JLT has defended its track record providing insurance for councils through mutual schemes, as a law firm continues to call for councils to sign up for a class action.

“Every scheme produces an audited set of accounts that clearly define the significant surpluses sitting in those schemes for the benefit of members,” JLT Global Head Public Sector Leo Demer told insuranceNEWS.com.au.

“Mutual schemes were created because councils in Australia could not buy any cover in the open market. The suggestion that councils have paid excessive premiums is unsupported by the facts.”

JLT provides insurance services to more than 500 councils across Australia.

As reported in a Breaking News bulletin last week, law firm Quinn Emanuel Urquhart & Sullivan (QE) says investigations into a class action over the services and level of premiums paid by councils are well advanced, with litigation funder Harbour Fund willing to provide financing if a case proceeds.

The firm says it is already acting for Mornington Peninsula Shire Council, which last year took Federal Court action to gain access to documents.

QE Managing Partner Michael Mills says “a number of local councils” have made substantial savings on premiums since leaving the JLT-administered mutual schemes.

But Mr Demer says of the 54 councils going to public tender or obtaining other quotes during the renewal season last June, only four changed their cover, while 50 continued to receive insurance through the schemes at rates lower than the alternatives.

Last week the Australian Financial Review said the City of Ballarat made more than $600,000 in savings after putting its insurance out to tender in 2014. The assertion was repeated verbatim in a bulletin published the same day by a competitor publication to insuranceNEWS.com.au.

insuranceNEWS.com.au understands this allegation was made by one person two years ago and was found at that time to be inaccurate. 

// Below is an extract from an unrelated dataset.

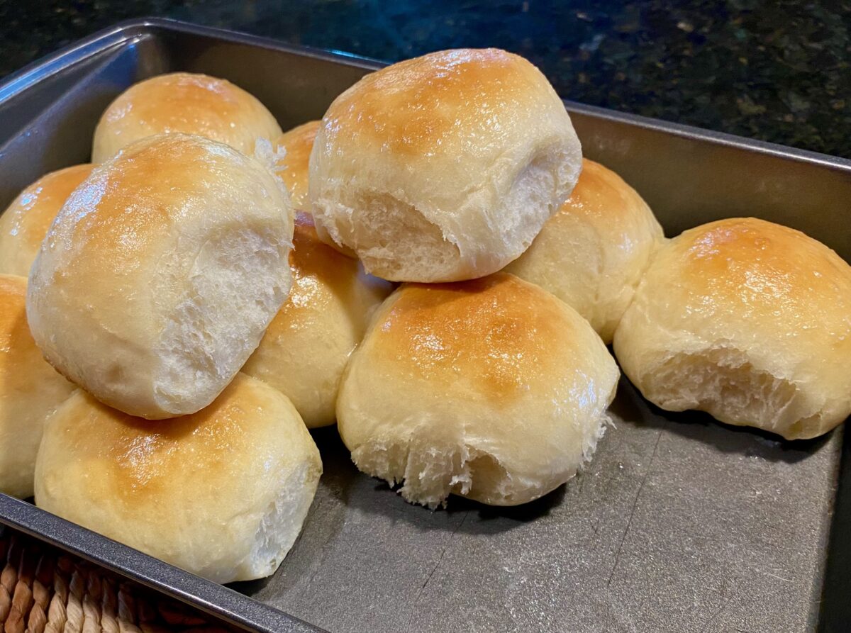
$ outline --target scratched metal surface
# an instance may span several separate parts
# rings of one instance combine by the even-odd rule
[[[151,75],[229,78],[286,128],[321,116],[374,67],[163,23],[117,29],[73,54],[16,80],[26,85],[0,88],[0,204],[42,174],[86,160],[103,108]],[[568,107],[585,153],[636,186],[669,234],[757,215],[851,259],[851,162]],[[625,380],[614,413],[616,427],[584,473],[502,510],[456,498],[436,512],[409,505],[357,472],[334,429],[317,431],[325,474],[301,537],[274,576],[235,589],[334,633],[849,630],[847,591],[823,593],[841,431],[779,442],[648,408]],[[840,528],[851,516],[851,483],[845,488]],[[240,625],[306,630],[31,506],[0,502],[0,522]],[[851,561],[846,541],[837,532],[831,541],[836,587]]]
[[[296,546],[238,590],[340,633],[814,630],[840,449],[650,410],[624,380],[590,467],[526,507],[431,512],[333,429]]]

A council spokesman confirmed to insuranceNEWS.com.au today that the $600,000 figure is not accurate, and the council still uses JLT.

Mr Demer says last year four councils that left a mutual scheme in one state returned to it a few weeks before the renewal date “because the broker providing the lower terms could not actually place the insurance at the premiums it offered”.

QE has invited councils to register their interest if they were advised by JLT on insurance, or were members of schemes from June 30 2006.

Mr Mills told insuranceNEWS.com.au there has been a “high level” of preliminary interest from councils and a decision on whether to proceed is likely soon.